N° 6 Jugement de la Chambre Spécialisée du Tribunal de Première Instance de GITARAMA du 23 septembre 1997. MINISTERE PUBLIC C/ MINANI François.

ASSASSINAT(ART 312 CP) − AVEUX − CATEGORISATION(2ème CATEGORIE ; ART 2 Loi Organique du 30/08/96) − CIRCONSTANCES ATTENUANTES − CONSTITUTION DE PARTIE CIVILE − CONTRAINTE − CRIME CONTRE L’HUMANITE − DISJONCTION DE L’ACTION CIVILE − EXCUSES − GENOCIDE − MINORITE(EXCUSE ATTENUANTE ; ART 77 CP) − PEINE(EMPRISONNEMENT ; DEGRADATION CIVIQUE) − PROCEDURE D’AVEU ET DE PLAIDOYER DE CULPABILITE(APRES POURSUITES ; ART 16 Loi Organique 30/08/96). 1. Procédure d’aveu et de plaidoyer de culpabilité après poursuites (art 16 Loi Organique) − excuses du prévenu à l’audience. 2. Contrainte − circonstance atténuante (art 82 et 83 al 4 du Code pénal). 3. Prévenu mineur − excuse atténuante de minorité (art 77 du Code pénal). 4. Infractions établies – assassinat constitutif de génocide – 2ème catégorie – diminution de peine – procédure d'aveu, minorité et circonstances atténuantes. 5. Disjonction de l’action civile. 1. Le Tribunal reçoit la procédure d'aveu et de plaidoyer de culpabilité du prévenu qui y a recouru sans contrainte après les poursuites. Le prévenu a renouvelé ses aveux à l’audience et présenté ses excuses. 2. Le prévenu a agi sous la contrainte dès lors qu’il ne pouvait rien faire d’autre que d’exécuter les ordres pour sauver sa vie.
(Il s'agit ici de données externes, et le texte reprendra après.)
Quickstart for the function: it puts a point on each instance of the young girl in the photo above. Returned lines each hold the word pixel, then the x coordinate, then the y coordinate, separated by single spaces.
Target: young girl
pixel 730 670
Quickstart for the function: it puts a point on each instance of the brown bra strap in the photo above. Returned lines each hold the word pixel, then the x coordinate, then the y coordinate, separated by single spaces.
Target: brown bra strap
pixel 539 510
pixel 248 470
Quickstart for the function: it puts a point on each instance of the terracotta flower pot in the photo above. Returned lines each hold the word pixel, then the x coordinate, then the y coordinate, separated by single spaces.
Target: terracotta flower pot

Il doit, à ce titre, bénéficier de circonstances atténuantes. 3. Mineur au moment des faits, le prévenu doit bénéficier de l’excuse atténuante de minorité conformément aux dispositions de l’article 77 du Code pénal. 4. Le Tribunal reconnaît le prévenu coupable d’assassinat constitutif de crime de génocide et le range en deuxième catégorie. Le prévenu bénéficie de diminutions de peine conjuguées en raison de son recours à la procédure d'aveu et de plaidoyer de culpabilité après poursuites (art 16 a. de la Loi Organique du 30/08/96), de l'excuse de minorité (art 77 du Code pénal) et des circonstances atténuantes (art 83 al 4 du Code pénal) découlant du fait qu'il a été contraint à la participation criminelle. Le prévenu est condamné à cinq ans d'emprisonnement, à une amende de cinq mille francs rwandais et à la dégradation civique limitée (art 66, 2°, 3° et 5° du Code pénal) pendant cinq ans après l’exécution de sa peine. 5. Le Tribunal ordonne la disjonction de l’action civile au motif qu’aucune partie civile ne s’est constituée. (NDLR : ce jugement n’a pas été frappé d’appel.)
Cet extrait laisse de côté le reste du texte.